EDITORIAL
More time to explore candidates, please
Time seems to fly, having fun or not, and here we are again edging toward another federal election, in 2019. Usually we wait, not breathlessly, for the parties and candidates to announce their entries and to outline their campaign platforms, but these announcements usually come frustratingly close to the actual voting date.
In most cases, we hardly have time to really consider and weigh the proposals and promises.
It’s objectionable that we voters have virtually no input into these platforms and promises. We’re presented with the list by each party and given the grand democratic option of voting “yes or no”, period. This I’d call toothpaste democracy, or democracy akin to selecting a toothpaste from a shelf-full of colours and sizes. Democracy is supposed to be much more.
No doubt the major parties like this – they’ve created this system bit by bit. It gives them control – and it insulates them from uncomfortable decisions which might impact their financial backers and ideological saints. Well, so what!
We have the option of joining a party and going to their conventions and policy meetings – most of which have already occurred by the time the elections are in public view. But suppose we don’t want to join a party (and receive all the emails and phone calls this engenders), then what? Sit and wait until we’re told the choices, and then mark our X -- buy our toothpaste. Isn’t there a better way, without re-visioning the whole procedure and electoral system?
Here’s a modest proposal: have the candidates make themselves known earlier, a year or so before the actual campaign. This would not be official, not in accordance with election rules. Just announce, “I, Josephina Blow, am considering running for the Pirate Party in 2019. My priorities are the threats to our future from the Chalk River radioactive dump project and . . . .” Something like that. It won’t trigger the Election Act.
But it will give us, the folks who pay for this whole charade, a heads-up and a few months to actually think about our coming options. Same with the parties. The big three have their plans and tactics ready to roll, but what about the 30 or so smaller parties which often just appear on our ballots as a surprise to voters. Let’s hear from the Christian Heritage Party, the Marijuana Party, Marxist Leninists, Soul-Searchers and all the rest. Give us some information at a time when it will do some good, please!
Specifically, we have a sitting Liberal, who we assume will run again. Mr Woodman, the putative Conservative candidate, has just announced he’s not running again, and the NDP, which held this seat before the last vote, is mum.
Both these parties have unknown new leaders – why are they intent on remaining unknown? Maybe they’ve never heard of the Pontiac. Hull-Aylmer is such a safe riding, will there be charismatic candidates to push forward debates?

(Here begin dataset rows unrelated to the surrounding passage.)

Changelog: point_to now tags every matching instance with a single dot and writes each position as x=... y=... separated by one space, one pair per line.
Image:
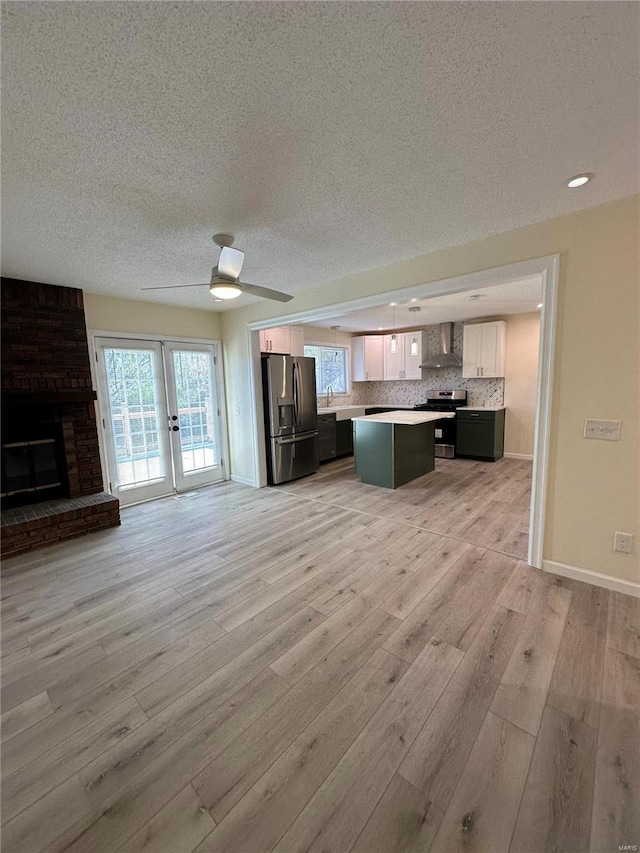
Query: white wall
x=109 y=314
x=521 y=373
x=593 y=485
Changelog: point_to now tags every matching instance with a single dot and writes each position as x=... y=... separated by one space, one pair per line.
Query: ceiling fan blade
x=171 y=286
x=265 y=292
x=230 y=263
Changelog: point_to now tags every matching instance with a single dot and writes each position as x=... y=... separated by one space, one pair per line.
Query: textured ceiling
x=329 y=138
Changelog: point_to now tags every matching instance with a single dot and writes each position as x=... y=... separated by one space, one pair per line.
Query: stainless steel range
x=444 y=401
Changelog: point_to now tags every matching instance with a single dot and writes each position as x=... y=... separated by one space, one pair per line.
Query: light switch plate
x=604 y=430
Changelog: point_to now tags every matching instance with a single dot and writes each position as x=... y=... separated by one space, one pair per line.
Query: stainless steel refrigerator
x=291 y=416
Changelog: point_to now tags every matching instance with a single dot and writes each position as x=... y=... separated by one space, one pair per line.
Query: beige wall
x=593 y=485
x=521 y=375
x=324 y=335
x=108 y=314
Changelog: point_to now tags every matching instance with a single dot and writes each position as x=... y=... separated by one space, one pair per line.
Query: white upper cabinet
x=285 y=340
x=367 y=358
x=405 y=362
x=483 y=349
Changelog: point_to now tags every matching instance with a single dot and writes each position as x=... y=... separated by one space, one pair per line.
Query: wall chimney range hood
x=445 y=357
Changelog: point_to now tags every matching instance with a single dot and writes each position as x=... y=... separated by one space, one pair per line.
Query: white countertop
x=480 y=408
x=342 y=413
x=408 y=418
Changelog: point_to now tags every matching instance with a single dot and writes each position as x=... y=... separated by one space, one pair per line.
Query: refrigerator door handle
x=296 y=395
x=304 y=436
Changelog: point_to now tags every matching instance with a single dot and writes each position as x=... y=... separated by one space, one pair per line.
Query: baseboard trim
x=245 y=481
x=584 y=575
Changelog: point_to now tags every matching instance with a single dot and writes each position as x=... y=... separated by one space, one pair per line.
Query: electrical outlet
x=622 y=542
x=605 y=430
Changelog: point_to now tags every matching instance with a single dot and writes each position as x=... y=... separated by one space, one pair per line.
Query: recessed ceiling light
x=579 y=180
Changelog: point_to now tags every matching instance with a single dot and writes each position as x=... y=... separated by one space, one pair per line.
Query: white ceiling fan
x=225 y=277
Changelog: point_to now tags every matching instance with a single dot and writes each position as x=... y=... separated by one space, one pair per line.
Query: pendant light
x=414 y=340
x=393 y=343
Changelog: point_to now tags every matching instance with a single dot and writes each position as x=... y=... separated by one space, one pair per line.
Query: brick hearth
x=46 y=378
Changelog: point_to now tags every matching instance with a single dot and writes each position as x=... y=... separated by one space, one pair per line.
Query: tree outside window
x=331 y=368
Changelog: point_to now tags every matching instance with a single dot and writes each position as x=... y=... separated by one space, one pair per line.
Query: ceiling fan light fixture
x=230 y=262
x=580 y=180
x=225 y=290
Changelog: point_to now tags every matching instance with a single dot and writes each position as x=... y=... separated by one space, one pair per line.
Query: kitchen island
x=393 y=448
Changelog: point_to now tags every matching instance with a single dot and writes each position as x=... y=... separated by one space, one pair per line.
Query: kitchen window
x=331 y=368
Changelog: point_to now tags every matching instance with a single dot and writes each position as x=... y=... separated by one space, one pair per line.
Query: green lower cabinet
x=391 y=455
x=480 y=435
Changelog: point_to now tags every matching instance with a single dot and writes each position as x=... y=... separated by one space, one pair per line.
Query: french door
x=161 y=416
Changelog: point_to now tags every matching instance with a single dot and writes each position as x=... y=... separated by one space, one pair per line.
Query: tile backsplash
x=410 y=392
x=481 y=392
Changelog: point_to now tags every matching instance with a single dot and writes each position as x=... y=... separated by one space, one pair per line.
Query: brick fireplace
x=51 y=471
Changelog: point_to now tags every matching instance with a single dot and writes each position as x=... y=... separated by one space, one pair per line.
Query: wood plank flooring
x=324 y=666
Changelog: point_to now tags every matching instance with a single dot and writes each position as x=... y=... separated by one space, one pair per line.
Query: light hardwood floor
x=324 y=666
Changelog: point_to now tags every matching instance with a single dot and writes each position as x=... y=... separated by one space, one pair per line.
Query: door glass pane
x=136 y=417
x=197 y=411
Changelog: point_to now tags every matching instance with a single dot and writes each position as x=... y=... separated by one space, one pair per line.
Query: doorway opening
x=547 y=269
x=161 y=416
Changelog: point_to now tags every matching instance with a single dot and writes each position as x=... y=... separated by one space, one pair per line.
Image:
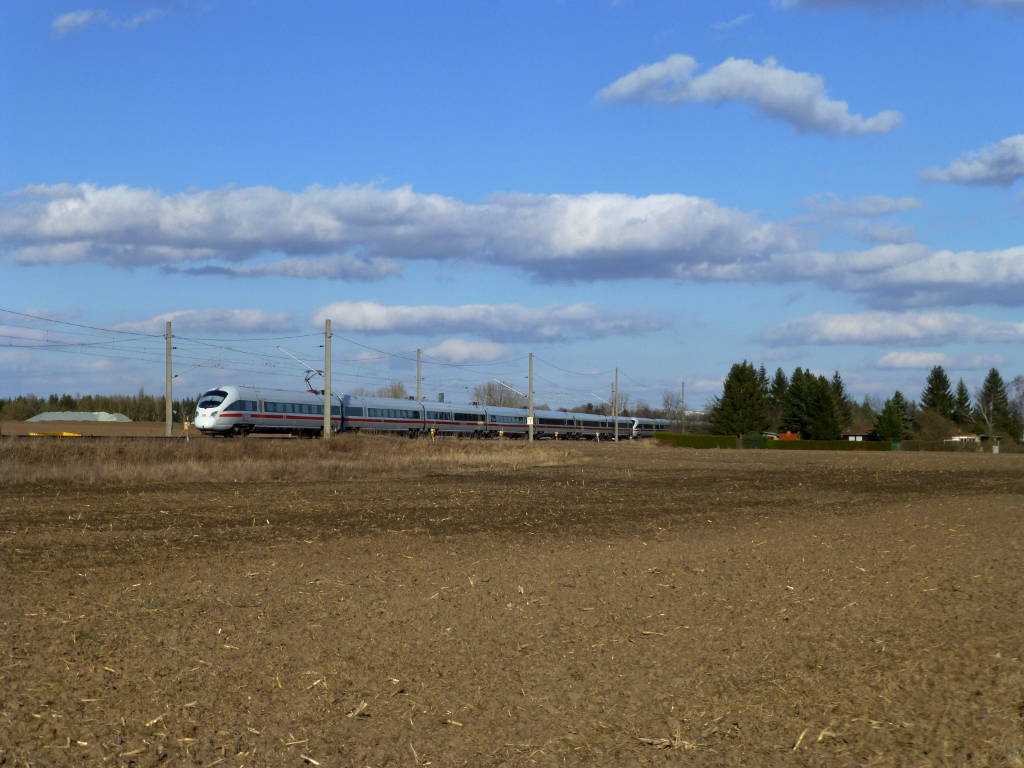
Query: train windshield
x=212 y=398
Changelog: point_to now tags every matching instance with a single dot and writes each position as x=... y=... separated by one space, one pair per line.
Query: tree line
x=818 y=408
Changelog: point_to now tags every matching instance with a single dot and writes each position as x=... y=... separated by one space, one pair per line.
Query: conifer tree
x=797 y=417
x=992 y=407
x=742 y=407
x=776 y=397
x=937 y=395
x=823 y=416
x=844 y=408
x=963 y=414
x=891 y=424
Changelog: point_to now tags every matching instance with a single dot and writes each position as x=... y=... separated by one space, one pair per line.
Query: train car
x=382 y=415
x=235 y=410
x=506 y=422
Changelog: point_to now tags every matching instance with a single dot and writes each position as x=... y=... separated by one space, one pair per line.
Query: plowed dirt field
x=382 y=603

Let’s hear from anyone interested in running for the Tories or the NDP. It doesn’t have to be official – that’s an excuse for the parties’ traditionally manipulative silence.
There is a crying – screaming – need for real debate, and a real accountability from those seeking re-election.
We deserve to have the issues clearly put and slowly defined, thanks to public debate. We deserve the opportunity within our busy lives (we’re earning money to pay the salaries of these characters) of getting to know the likely candidates, especially those who aren’t well known. They deserve the time to make their names and issues clear.
Why should only the parties and the back-roomers set the rules and the issues?